As the trial court's rulings with respect to paternity and child support are separate and independent from the determination of an informal marriage relationship and the dissolution thereof, we now review these issues. Stephen asserts that he is not the father of Sylvia's child and that the child support awarded exceeds the maximum amount allowed by law.

A man is presumed to be the biological father of a child if he and the child's mother were married at the time the child was born. Tex.Fam.Code Ann. § 12.02(a)(1) (Vernon Supp.1994). This presumption is one of the strongest known to our law. Joplin v. Meadows, 623 S.W.2d 442, 443 (Tex. App.—Texarkana 1981, no writ). Based on Sylvia's testimony, the trial court found that an informal marriage had existed between Stephen and Sylvia between the years of 1976 and 1986. As the court found that Stephen and Sylvia were married at the time that B.A.D. was born, Stephen is the presumed father of the child. No evidence was presented to rebut this presumption. As the presumed biological father, Stephen was correctly ordered to pay child support.

We next turn to Stephen's contention that the support ordered exceeds the maximum amount allowed by law. With respect to the amount of child support awarded, Tex.Fam.Code Ann. § 14.055(c) provides the following:

(c) More than $4,000 Monthly Net Resources. In situations in which the obligor's net resources exceed $4,000 per month, the court shall presumptively apply the percentage guidelines in Subsection (b) of this section to the first $4,000 of the obligor's net resources. Without further reference to the percentage recommended by these guidelines, the court may order additional amounts of child support as proven, depending on the needs of the child at the time of the order.

In ordering support for one child, Subsection (b) provides that the applicable percentage rate to be applied to the first $4,000 per month of the obligor's net resources is twenty percent. Tex.Fam.Code Ann. § 14.055(b) (Vernon Supp.1992).

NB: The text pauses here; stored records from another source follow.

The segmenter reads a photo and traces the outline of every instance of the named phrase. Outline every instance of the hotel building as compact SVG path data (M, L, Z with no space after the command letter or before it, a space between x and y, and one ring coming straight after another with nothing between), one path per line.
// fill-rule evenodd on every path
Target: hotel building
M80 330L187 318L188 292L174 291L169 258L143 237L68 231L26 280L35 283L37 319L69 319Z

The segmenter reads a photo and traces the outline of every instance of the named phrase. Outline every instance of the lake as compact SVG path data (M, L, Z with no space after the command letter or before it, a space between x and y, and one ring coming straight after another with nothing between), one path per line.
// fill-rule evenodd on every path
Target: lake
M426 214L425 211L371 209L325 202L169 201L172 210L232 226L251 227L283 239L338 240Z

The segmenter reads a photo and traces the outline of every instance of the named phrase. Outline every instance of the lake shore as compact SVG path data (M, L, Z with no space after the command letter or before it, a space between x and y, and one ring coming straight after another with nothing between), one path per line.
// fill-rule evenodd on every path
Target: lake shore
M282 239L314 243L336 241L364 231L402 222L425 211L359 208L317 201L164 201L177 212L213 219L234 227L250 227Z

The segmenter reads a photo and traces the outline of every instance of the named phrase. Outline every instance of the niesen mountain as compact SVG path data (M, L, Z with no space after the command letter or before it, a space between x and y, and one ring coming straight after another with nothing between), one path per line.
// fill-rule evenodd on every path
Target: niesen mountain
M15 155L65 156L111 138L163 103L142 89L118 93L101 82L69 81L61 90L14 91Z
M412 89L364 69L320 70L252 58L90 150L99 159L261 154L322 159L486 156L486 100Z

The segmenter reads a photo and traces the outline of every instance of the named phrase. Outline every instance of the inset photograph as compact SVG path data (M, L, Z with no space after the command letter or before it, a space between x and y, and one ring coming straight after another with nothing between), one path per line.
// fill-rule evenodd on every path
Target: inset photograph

Sylvia presented evidence that Stephen's net resources were in excess of $4,000 per month. Sylvia testified that Stephen and his father were partners in a construction business and Stephen earned between $1,000 and $2,000 a week. She also presented evidence of the child's severe medical problems requiring current and future medical expenditures.[3] The trial court ordered Stephen to pay child support in the amount of $1,300 a month. Based on the evidence before it concerning Stephen's net resources and the child's medical needs, the trial court did not err in establishing the amount owed by Stephen.

Accordingly, the judgment of the trial court is affirmed.

NOTES

[1] We note that the failure to notify did not adversely affect Stephen's appeal.

[2] Although the characterization of § 1.91(b) as a statute of limitations was not an issue in this case, the majority did not challenge Justice Gonzalez's statement concerning their interpretation of the section as a statute of limitations.

[3] B.A.D. suffers from spina bifida, an illness which results in large medical expenditures. Sylvia testified that B.A.D.'s last hospital bill was $8,000 and that it was possible that this type of expense could be incurred on a monthly basis. Sylvia also testified that although most of B.A.D.'s medical expenses are paid by Crippled Children and Medicaid, she is responsible for any amounts not covered by these two sources.